City estimates are that it is likely at least 250 to 300 years old, but owner Elena Chiuccariello said her family believes the tree to be pushing 500 years based on estimates they got long ago.

“I’ve been here 51 years at my home and it was as big as anything when we moved in,” she said. “It was huge and we had to duck under the branches to go up the driveway. This is the oldest tree in the whole city. When we moved in, we were told it was about 550 years old. Someone from City Hall told us that. When we moved in from the North End, I was so afraid of this tree. It was so huge. I told my husband that we needed to get it trimmed because it was going to fall on the house. It was a big change from the North End. There were no trees like this down there.”

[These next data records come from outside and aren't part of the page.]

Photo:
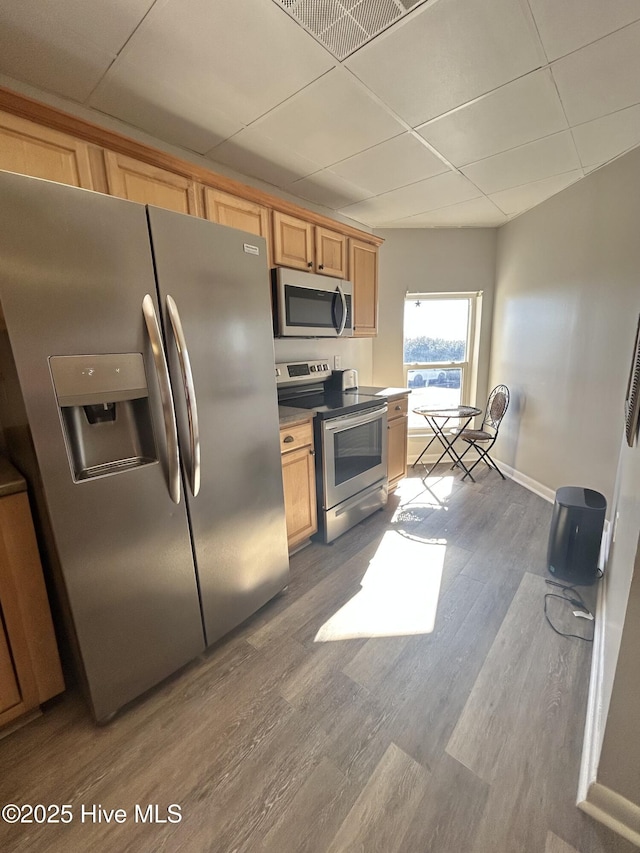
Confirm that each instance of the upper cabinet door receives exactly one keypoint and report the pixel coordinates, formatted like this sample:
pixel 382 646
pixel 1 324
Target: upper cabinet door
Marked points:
pixel 31 149
pixel 226 209
pixel 363 271
pixel 292 241
pixel 331 253
pixel 138 181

The tree has been a welcome friend to the family, protecting them from the east winds coming off the Atlantic Ocean and up the hill. In the Blizzard of 1978, it hardly budged – dropping just a few small branches from the top of the canopy.

City Councillor Ira Novoselsky said the tree used to be in an open lot in what was called the ‘Back Field.’ The field was behind the old Liberty School and acted as a play place for the kids in the neighborhood.

The land at the top of Walnut Avenue was undeveloped until the Chiuccariello and Fenno families moved to the top some 50 years ago. The tree was at the back of the open field.

“It’s been here and it’s still here and healthy,” said Novoselsky. “I’m 68 and it’s been here all my life and was here long before me. We used to come and play on it all the time as kids.”

Often, the tree was used by friends and young lovers.

That is evidenced from the ancient carvings in the bark of the old Chestnut.

There are hearts with unknown initials of old lovers likely long gone from the Earth. There are names of young men professing to be best friends forever. There are untold last names, including ‘Penta’ – among others.

“The names and carvings were on the tree long before I moved here,” said Chiuccariello. “When we trimmed it the first time, I know we had one branch at the top with a name and date from 1880. I wanted to keep it because it was probably a good memory, but we had to get rid of it…We used most of the branches for firewood to burn in our fireplace. It definitely did keep us warm.”

Meanwhile, over the years, Chiuccariello said that older couples used to come to the house all the time in order to look for their initials. That went on for years, but stopped some time in the 1970s, she estimated.

“We had people from Georgia and California and all over the place,” she said. “They would come from all over the country looking for their name in the tree. Many times, it would be a husband and wife who grew up around here and wanted to see their names again. Now, maybe, all the people passed away and they don’t come anymore. They were all old people and they stopped coming about 30 years ago. I always told them to go ahead and look. I didn’t care. It seemed to mean quite a lot to all of them.”

As for her own kids, while the family loved the old tree, Chiuccariello said she would never let them play too much in the branches.

“Mostly my son and daughter would try to climb up in the tree,” she said. “I would tell them not to go up in there. I didn’t want them to fall. I would scream at them every time, ‘Don’t go in there. Get out of that tree.’ You know, I’m an Italian mother, so I didn’t want them to get hurt.”

And so it is on the top of Walnut that a giant old Chestnut this fall will drop its fruit for another year and let loose its colorful leaves for another season.

Next year, it will all happen again.

And some day when this generation is long gone, another generation will likely marvel at a tree that has seen it all – year-by-year and season-by-season.